The men's 100 metres in London produced both incredible history and heart rending drama for Jamaica. It was for starters, overall the fastest 100 metres ever. Not since Americans Archie Hahn (1904 and 1906) and Carl Lewis (1984 and 1988) has any man repeated a gold medal run in the Olympic final of this short sprint. Indeed we can proudly declare that it is the first time in this century, it was done outright. Recall that Lewis' 9.92 seconds (upgraded) gold medal in 1988 came as a result of Ben Johnson's disqualification for doping offense and no record was broken. It is also the first time it is being done by someone who is not an American.

Picture from The Gleaner
Let's face it though, our own Usain Bolt doesn't merely win big championship races, he has this little habit of setting records along the way; this time lowering his own Olympic record to 9.63 seconds. As if to make it beyond clear that ownership should never be in question. It is on record that I wasn't prepared to "bet good money" on Bolt taking the 100 metres, but that was on July 3rd. At the beginning of his heat in London, all doubts vanished as though waved away by a magician’s wand. I saw his face, the fun was back and I saw no signs of the worried and pained look I saw on his face in July at the National Stadium.
 
Yohan Blake, in his first Olympic appearance ran his best, his very best for his well deserved silver medal; we know it because he did it at the national trials to beat Usain. Can't ask for more than your best at 9.75 seconds, for you see, this would have won gold and the record in every year of the Olympic Games since 1896; except those won by Usain Bolt.
Picture from The Gleaner

Our collective Jamaican heart ached as we watched Asafa fall out of the race in agony from his persistent and aggravated groin injury. We'll never know but his chances were as good as any, and better than most of the other men who jostled behind Bolt for a podium spot. Don't forget that Tyson Gay too, who ran a season's best of 9.80 seconds for 4th place, has never won an Olympic medal; both men to this day remain two of the fastest in the history of recorded 100 metres results.

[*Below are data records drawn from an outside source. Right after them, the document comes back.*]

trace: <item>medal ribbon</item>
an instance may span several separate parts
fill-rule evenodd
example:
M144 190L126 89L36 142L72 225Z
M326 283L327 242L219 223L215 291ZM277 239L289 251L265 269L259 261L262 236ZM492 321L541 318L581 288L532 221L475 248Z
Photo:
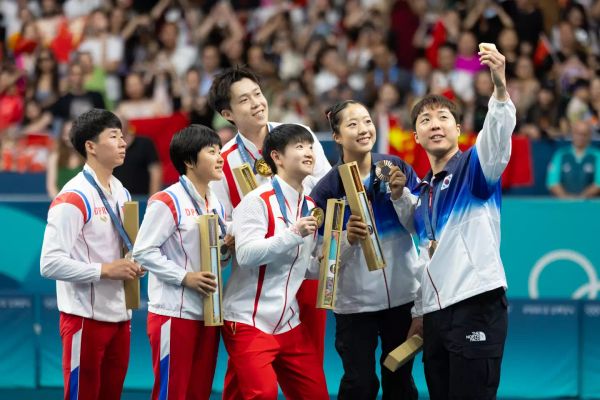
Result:
M102 190L100 185L98 185L98 182L96 182L96 180L94 179L92 174L90 174L85 169L83 170L83 176L98 191L100 200L102 200L102 204L104 204L104 208L106 208L106 212L108 212L108 215L110 216L110 220L112 221L113 225L117 229L117 232L119 232L119 236L121 236L123 243L125 243L125 246L127 247L127 251L131 251L133 249L133 243L131 243L131 239L129 239L129 235L127 235L127 232L125 232L125 228L123 228L123 223L121 222L121 220L119 218L117 218L117 216L115 215L115 212L113 211L112 207L108 203L108 199L104 195L104 191ZM117 202L117 210L118 209L119 209L119 202Z
M203 215L204 213L200 209L200 205L198 204L198 202L196 201L196 199L194 199L194 196L192 196L192 192L190 191L190 188L188 187L185 179L183 179L183 176L179 177L179 183L181 183L181 186L183 186L183 190L185 190L185 193L190 198L192 204L194 205L194 209L196 210L196 212L198 213L198 215ZM206 208L208 209L208 202L206 203L206 205L207 205ZM219 213L217 213L216 209L213 208L212 212L219 219L219 226L221 227L220 238L223 239L223 237L225 236L225 223L223 223L223 221L221 220L221 216L219 215Z
M277 203L279 204L279 210L281 210L281 215L283 215L283 219L287 225L291 225L290 220L287 217L287 210L285 207L285 197L283 196L283 190L281 190L281 185L277 181L277 178L273 178L272 180L273 190L275 191L275 197L277 198ZM302 217L306 217L308 215L308 202L306 201L306 196L304 196L304 200L302 202Z
M253 160L256 160L256 159L248 151L248 149L246 148L246 145L244 145L244 141L240 137L239 133L237 135L235 135L235 142L237 143L238 151L240 152L240 157L242 157L242 162L248 163L248 165L250 165L250 168L252 168L252 172L254 172L254 174L256 175L256 168L254 168L254 162L250 161L250 157L252 157Z
M428 200L427 207L425 207L425 230L427 231L427 238L429 238L429 240L436 240L435 228L437 226L437 205L440 198L440 196L438 196L440 185L433 185L434 179L434 177L431 178L431 184L427 182Z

Like the women, the men produced a historic race with the fastest recorded times by 3rd, 4th and 5th place finishers; all from the USA with 4th and 5th having to run season's or personal bests just to place. Not entirely unfamiliar really, when losing to Usain Bolt. In Berlin, Tyson Gay set a national record to take 2nd and Asafa Powell ran a season's best for 3rd as did the 5th, 6th and 7th place finishers.

The history doesn't stop there though, if you exclude Asafa who was injured down the track, every man in that race ran sub-10 seconds. Think about it, just think about it and the one man who didn't has done in at least 78 times; more than any other. In fact, Beijing’s silver and bronze medalists would have placed 6th and 7th in this race, and one of them; Richard Thompson did.

The high tides that are Usain Bolt and Shelly-Ann Fraser-Pryce raised all ships in the 100 metres harbour. Every milestone deserves to be marked, and what a way to punctuate 50 years of our nation's independence.

I remain a very proud and hopeful Jamaican.